依頼主   :ソーン鍛冶屋店主ガンドルフ

備考    :剣術スキルを持っていることが前提。


うまくやれば一週間くらいで全部終わる予定。

その依頼表を掲示板から外しリオナのところへ持っていって受注処理をする。


「ギルドカードの裏面に書かれている討伐欄を横に擦ると受注しているクエストの一覧が表示されます。そこに残り期限などが表示されていますので随時ご確認ください。期限を越えた依頼は失敗扱いとなりますのでご注意ください。初めての依頼なので気をつけてくださいね」


リオナが受注処理をするため預かったギルドカードを返却する際、昨日の説明にはなかったギルドカードの機能を説明してくれる。

言うの忘れてたでしょう、絶対。


ギルドカードに受注したクエストが表示されていることを確認した後、準備をするためにギルドを出る。
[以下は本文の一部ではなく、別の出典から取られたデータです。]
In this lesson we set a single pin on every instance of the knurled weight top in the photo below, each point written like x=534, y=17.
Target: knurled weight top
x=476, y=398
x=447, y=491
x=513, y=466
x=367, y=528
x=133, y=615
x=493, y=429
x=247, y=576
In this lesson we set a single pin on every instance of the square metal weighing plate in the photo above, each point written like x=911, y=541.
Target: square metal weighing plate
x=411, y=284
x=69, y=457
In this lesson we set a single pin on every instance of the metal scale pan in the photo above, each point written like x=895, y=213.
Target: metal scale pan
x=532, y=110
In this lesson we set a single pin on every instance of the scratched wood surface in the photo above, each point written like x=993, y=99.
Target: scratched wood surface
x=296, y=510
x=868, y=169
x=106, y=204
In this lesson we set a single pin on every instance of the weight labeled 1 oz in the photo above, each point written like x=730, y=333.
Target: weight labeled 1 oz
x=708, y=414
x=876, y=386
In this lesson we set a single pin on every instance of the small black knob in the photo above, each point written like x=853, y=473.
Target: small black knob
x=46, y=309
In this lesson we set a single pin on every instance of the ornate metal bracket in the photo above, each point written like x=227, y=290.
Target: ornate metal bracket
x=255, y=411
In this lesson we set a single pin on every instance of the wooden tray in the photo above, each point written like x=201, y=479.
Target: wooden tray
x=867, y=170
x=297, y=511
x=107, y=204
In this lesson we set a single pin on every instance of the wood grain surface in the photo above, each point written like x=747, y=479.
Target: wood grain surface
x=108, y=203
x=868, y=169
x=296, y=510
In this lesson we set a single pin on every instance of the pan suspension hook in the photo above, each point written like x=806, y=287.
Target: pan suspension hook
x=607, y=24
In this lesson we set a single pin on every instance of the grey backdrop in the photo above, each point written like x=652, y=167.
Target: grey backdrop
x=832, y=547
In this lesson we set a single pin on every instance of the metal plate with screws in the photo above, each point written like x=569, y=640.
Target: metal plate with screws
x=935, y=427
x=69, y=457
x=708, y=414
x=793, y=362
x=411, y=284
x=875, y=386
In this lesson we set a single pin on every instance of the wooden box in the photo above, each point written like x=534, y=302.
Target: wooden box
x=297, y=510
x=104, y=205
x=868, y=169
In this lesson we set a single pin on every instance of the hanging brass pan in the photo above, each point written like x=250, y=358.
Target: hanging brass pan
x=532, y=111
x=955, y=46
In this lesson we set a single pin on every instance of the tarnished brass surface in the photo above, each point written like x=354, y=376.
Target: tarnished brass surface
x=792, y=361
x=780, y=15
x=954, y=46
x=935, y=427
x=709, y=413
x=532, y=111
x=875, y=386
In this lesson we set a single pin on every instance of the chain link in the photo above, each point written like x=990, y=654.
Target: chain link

「さて、受注から。っていうクエストが多いから二人まとめて動いてちゃ時間なくなっちゃうね。情報収集と準備が終わったら別行動かな?」

「だなー。とりあえず宿屋の人が言ってたマジックポーチ買いに行こう。(これ)ぶら下げてたら市民の視線が痛い。」

「そだね。早いところ行って買おう!」


そうして二人は露天を開いている人や街を歩いている人に怖がられながらも道を聞き魔道具店へ向かう。


----


魔道具店についた思った。

ここはコンビニか。と。

瞬の顔を見ても同じことを思っているようだ。


歩道に面している壁は大きなガラス張りで店内がよく見える。

入り口から左側にカウンターがあり、右側には陳列棚が大量に並んでおり隙間がないくらい商品が置かれている。

薄暗くなるであろう店の奥の方も天井から魔道具かなにかの明かりであろうか。手に取る商品が見やすい程度の明かりが灯されている。


ガラス製の冷蔵庫のような壁一面を埋める赤や緑、青の液体の詰まった瓶も売られており、もう見た目は完全にコンビニである。

店の前で呆然と立ち尽くしている二人を変な人を見る目でよけつつ店の中へは幾人もが出入りしている。


「すごく。。。コンビニです。。。」

「世界を超えたレイアウトってすごいんだね。。。」

「とりあえずここで突っ立ってるのも変だし店入ろう。」

「だな」


店に入る扉のところだけは木製の開き戸になっているのを瞬が「なんでここだけ違うのさ」と文句を言っているのを宥めつつ店内にはいる。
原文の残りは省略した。